Great apes can make and use tools, Israeli study shows
Haifa University researchers discovers that the endangered bonobo, a close relative of the chimpanzee, uses rocks and sticks, like prehistoric man
Judah Ari Gross is The Times of Israel's religions and Diaspora affairs correspondent.
The bonobo, an endangered great ape and close relative of the chimpanzee, is capable of creating using and tools, an Israeli researcher has found.
Though individual apes in captivity have been known to use rudimentary tools in the past, University of Haifa researcher Itai Roffman found that the ability is more prevalent than previously believed.
Roffman, a research fellow at the university’s International Graduate Center of Evolution, and other researchers began studying the apes in an effort to better understand how ancient humans developed into tool-users.
“The bonobos’ foraging techniques resembled some of those attributed to Oldowan hominins, implying that they can serve as referential models.” Roffman’s team wrote in American Journal of Physical Anthropology.
Oldowan is an archaeological term for the oldest known use of tools in Paleolithic humans, from approximately 2.6 to 1.7 million years ago.
“Antlers, short sticks, long sticks and rocks were effectively used as mattocks, daggers, levers and shovels, respectively,” Roffman said.
“One bonobo successively struck a long bone with an angular hammer stone, completely bisecting it longitudinally.
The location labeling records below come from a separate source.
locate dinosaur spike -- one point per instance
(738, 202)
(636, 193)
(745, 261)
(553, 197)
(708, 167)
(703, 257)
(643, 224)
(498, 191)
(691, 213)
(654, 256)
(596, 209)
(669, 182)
Another bonobo modified long branches into spears and used them as attack weapons and barriers,” his team said.
A previous study of Bonobos found just one male ape, Kanzi — which had lived for many years in captivity and knew sign language — that was able to manipulate tools.
The new study found that Kanzi was not as special as previously believed — of 15 animals studied, six made use of tools.
The team studied the apes at both a German zoo and a US sanctuary for the endangered animals. Studying only apes in captivity, some researcher said, could skew the results.
According to the environmental organization WWF, wild bonobos can only be found in forests south of the Congo River in the Democratic Republic of Congo.
Bonobos in the wild have much less time to experiment with tools than those in captivity, Francesco d’Errico of the University of Bordeaux in France told the New Scientist website.
The researchers involved in the study, however, see the discovery as scientifically important in understanding man’s ability to use tools.